Per 100g raw cashew kernels
| Nutrient | Amount | % Daily Value | Notes |
|---|---|---|---|
| Energy | 553 kcal | 28% | Calorie-dense |
| Protein | 18.2 g | 36% | Among the highest of common nuts |
| Total Fat | 43.9 g | 56% | Mostly unsaturated |
| ↳ Monounsaturated | 23.8 g | — | Primarily oleic acid (same as olive oil) |
| ↳ Polyunsaturated | 7.8 g | — | Linoleic acid (omega-6) |
| ↳ Saturated | 7.8 g | 39% | Lower than most tree nuts (vs macadamia 13g, coconut 33g) |
| Carbohydrates | 30.2 g | 11% | Low glycemic index (~25) |
| ↳ Fiber | 3.3 g | 13% | Modest fiber |
| ↳ Sugars | 5.9 g | — | Naturally occurring |
| Water | 5.2 g | — | — |
Minerals per 100g
| Mineral | Amount | % DV | Role |
|---|---|---|---|
| Copper | 2.2 mg | 244% | Antioxidant enzymes, iron metabolism, connective tissue |
| Magnesium | 292 mg | 78% | 300+ enzymes, muscle/nerve function, insulin signaling |
| Manganese | 1.7 mg | 74% | Bone formation, antioxidant defence |
| Phosphorus | 593 mg | 59% | Bones, energy (ATP), cell membranes |
| Zinc | 5.8 mg | 53% | Immunity, wound healing, growth |
| Iron | 6.7 mg | 37% | Oxygen transport (hemoglobin) |
| Selenium | 20 µg | 36% | Antioxidant glutathione peroxidase |
| Potassium | 660 mg | 14% | Blood pressure, muscle function |
| Calcium | 37 mg | 3% | Modest only |
Vitamins per 100g
| Vitamin | Amount | % DV |
|---|---|---|
| Vitamin K (phylloquinone) | 34 µg | 28% |
| Vitamin B6 (pyridoxine) | 0.4 mg | 24% |
| Thiamin (B1) | 0.4 mg | 35% |
| Pantothenic acid (B5) | 0.9 mg | 18% |
| Folate (B9) | 25 µg | 6% |
| Niacin (B3) | 1.1 mg | 7% |
| Vitamin E (α-tocopherol) | 0.9 mg | 6% |
Per standard serving (28g / 1 oz / ~16 kernels)
| Nutrient | Per 28g | % DV |
|---|---|---|
| Energy | 155 kcal | 8% |
| Protein | 5.1 g | 10% |
| Total Fat | 12.3 g | 16% |
| Carbohydrates | 8.5 g | 3% |
| Fiber | 0.9 g | 4% |
| Magnesium | 82 mg | 22% |
| Copper | 0.6 mg | 68% |
| Phosphorus | 166 mg | 17% |
| Zinc | 1.6 mg | 15% |
Raw vs roasted vs salted — does it matter?
True raw cashews (with shell + CNSL) are never sold to consumers; all "raw" retail cashews have been steam-processed to neutralize CNSL toxicity.

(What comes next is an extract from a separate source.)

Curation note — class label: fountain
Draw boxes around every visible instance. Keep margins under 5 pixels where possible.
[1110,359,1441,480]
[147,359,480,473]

So the practical comparison is steam-processed (labelled "raw" or "unsalted") vs dry-roasted vs oil-roasted vs salted.
- Steam-processed ("raw"): baseline. Nutrition values above reflect this.
- Dry-roasted: minor reduction in heat-sensitive vitamins (B vitamins down 5-15%), slightly higher fat percentage as moisture is driven off. Calorie count essentially unchanged.
- Oil-roasted: add ~10-20 kcal per ounce from absorbed oil.
- Salted varieties: add 70-180 mg sodium per ounce. Choose unsalted for the heart benefits.
Cashews vs other nuts (per 100g)
| Nut | Calories | Protein | Fat | Carbs |
|---|---|---|---|---|
| Cashew | 553 | 18g | 44g | 30g |
| Almond | 579 | 21g | 50g | 22g |
| Walnut | 654 | 15g | 65g | 14g |
| Pistachio | 560 | 20g | 45g | 28g |
| Brazil nut | 656 | 14g | 66g | 12g |
| Macadamia | 718 | 8g | 76g | 14g |
| Hazelnut | 628 | 15g | 61g | 17g |
| Peanut* | 567 | 26g | 49g | 16g |
*Peanuts are legumes, not tree nuts. Included for comparison.
Cashews fall in the middle of the calorie range, near the top for carbohydrates (which makes them slightly more glycemic than other nuts), and among the highest for copper, magnesium, and iron.